On Fri, May 12, 2017 at 11:15:20AM +0100, Mark Rutland wrote:
> Currently, cpus_set_cap() calls static_branch_enable_cpuslocked(), which
> must take the jump_label mutex.
> 
> We call cpus_set_cap() in the secondary bringup path, from the idle
> thread where interrupts are disabled. Taking a mutex in this path "is a
> NONO" regardless of whether it's contended, and something we must avoid.
> Additionally, the secondary CPU doesn't hold the percpu rwsem (as this
> is held by the primary CPU), so this triggers a lockdep splat.
> 
> This patch fixes both issues. The poking of static keys is deferred
> until enable_cpu_capabilities(), which runs in a suitable context on the
> boot CPU. To account for the static keys being set later,
> cpus_have_const_cap() is updated to use another static key to check
> whether the const cap keys have been initialised, falling back to the
> caps bitmap until this is the case.
> 
> This means that users of cpus_have_const_cap() gain should only gain a
> single additional NOP in the fast path once the const caps are
> initialised, but should always see the current cap value.
> 
> The hyp code should never dereference the caps array, since the caps are
> initialized before we run the module initcall to initialise hyp.
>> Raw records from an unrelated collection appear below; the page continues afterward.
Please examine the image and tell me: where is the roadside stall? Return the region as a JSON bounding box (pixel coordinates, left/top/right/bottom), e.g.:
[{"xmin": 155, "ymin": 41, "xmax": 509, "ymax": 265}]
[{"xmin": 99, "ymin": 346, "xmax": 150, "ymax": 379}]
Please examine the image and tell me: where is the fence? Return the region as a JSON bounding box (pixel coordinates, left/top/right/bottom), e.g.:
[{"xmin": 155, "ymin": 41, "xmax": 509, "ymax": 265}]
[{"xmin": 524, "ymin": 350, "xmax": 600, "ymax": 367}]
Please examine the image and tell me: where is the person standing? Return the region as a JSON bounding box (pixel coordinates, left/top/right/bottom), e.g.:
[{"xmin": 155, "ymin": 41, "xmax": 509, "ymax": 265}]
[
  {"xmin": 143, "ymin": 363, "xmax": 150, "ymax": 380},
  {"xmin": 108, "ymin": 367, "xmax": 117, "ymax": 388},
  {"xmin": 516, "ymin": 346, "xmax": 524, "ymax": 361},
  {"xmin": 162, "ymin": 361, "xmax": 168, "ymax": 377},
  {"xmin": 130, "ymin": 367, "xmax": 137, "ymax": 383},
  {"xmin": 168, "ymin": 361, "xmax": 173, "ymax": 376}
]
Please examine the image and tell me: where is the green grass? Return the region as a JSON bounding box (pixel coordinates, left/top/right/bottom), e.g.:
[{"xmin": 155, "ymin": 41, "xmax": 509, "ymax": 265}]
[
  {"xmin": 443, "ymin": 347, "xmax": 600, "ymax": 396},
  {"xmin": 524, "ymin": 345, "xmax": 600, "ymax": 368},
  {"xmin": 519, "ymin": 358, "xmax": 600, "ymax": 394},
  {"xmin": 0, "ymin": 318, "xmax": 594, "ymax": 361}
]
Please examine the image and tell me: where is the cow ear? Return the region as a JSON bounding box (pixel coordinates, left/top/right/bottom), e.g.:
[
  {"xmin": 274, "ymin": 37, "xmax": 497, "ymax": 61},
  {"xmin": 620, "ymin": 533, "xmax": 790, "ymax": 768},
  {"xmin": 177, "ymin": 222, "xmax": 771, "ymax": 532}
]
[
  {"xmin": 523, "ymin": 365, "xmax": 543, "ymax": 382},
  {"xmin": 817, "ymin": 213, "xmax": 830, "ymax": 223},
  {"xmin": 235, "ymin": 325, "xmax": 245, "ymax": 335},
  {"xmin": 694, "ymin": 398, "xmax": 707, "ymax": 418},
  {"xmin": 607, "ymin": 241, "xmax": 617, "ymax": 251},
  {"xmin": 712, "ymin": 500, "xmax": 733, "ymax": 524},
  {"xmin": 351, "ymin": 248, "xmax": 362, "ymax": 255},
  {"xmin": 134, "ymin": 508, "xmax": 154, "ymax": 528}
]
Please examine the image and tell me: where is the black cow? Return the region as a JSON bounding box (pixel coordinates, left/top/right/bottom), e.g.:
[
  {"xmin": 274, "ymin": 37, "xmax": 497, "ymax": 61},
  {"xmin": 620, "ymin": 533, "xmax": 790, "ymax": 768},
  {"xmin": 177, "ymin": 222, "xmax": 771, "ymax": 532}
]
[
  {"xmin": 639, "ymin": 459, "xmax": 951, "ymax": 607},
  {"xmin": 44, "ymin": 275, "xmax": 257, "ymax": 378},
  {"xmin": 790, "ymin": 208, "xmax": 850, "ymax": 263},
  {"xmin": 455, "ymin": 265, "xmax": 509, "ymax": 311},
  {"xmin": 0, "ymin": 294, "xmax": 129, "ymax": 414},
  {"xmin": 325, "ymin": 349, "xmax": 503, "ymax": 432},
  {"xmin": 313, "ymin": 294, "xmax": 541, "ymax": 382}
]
A check
> is added to the hyp init code to docuemnt this requirement.
> 
> This rework means that we can remove the *_cpuslocked() helpers added in
> commit d54bb72551b999dd ("arm64/cpufeature: Use
> static_branch_enable_cpuslocked()").
> 
> Signed-off-by: Mark Rutland <[email protected]>
> Cc: Catalin Marinas <[email protected]>
> Cc: Christoffer Dall <[email protected]>
> Cc: Marc Zyniger <[email protected]>
> Cc: Peter Zijlstra <[email protected]>
> Cc: Sebastian Sewior <[email protected]>
> Cc: Suzuki Poulose <[email protected]>
> Cc: Thomas Gleixner <[email protected]>
> Cc: Will Deacon <[email protected]>
> ---
>  arch/arm64/include/asm/cpufeature.h | 13 ++++++++++---
>  arch/arm64/include/asm/kvm_host.h   |  8 ++++++--
>  arch/arm64/kernel/cpu_errata.c      |  9 +--------
>  arch/arm64/kernel/cpufeature.c      | 25 ++++++++++++++++++++++---
>  4 files changed, 39 insertions(+), 16 deletions(-)
> 
> Catalin, Will, assuming you're happy with the patch, it will need to go via 
> the
> tip tree.

Fine by me, although there's a typo in the comment (see below).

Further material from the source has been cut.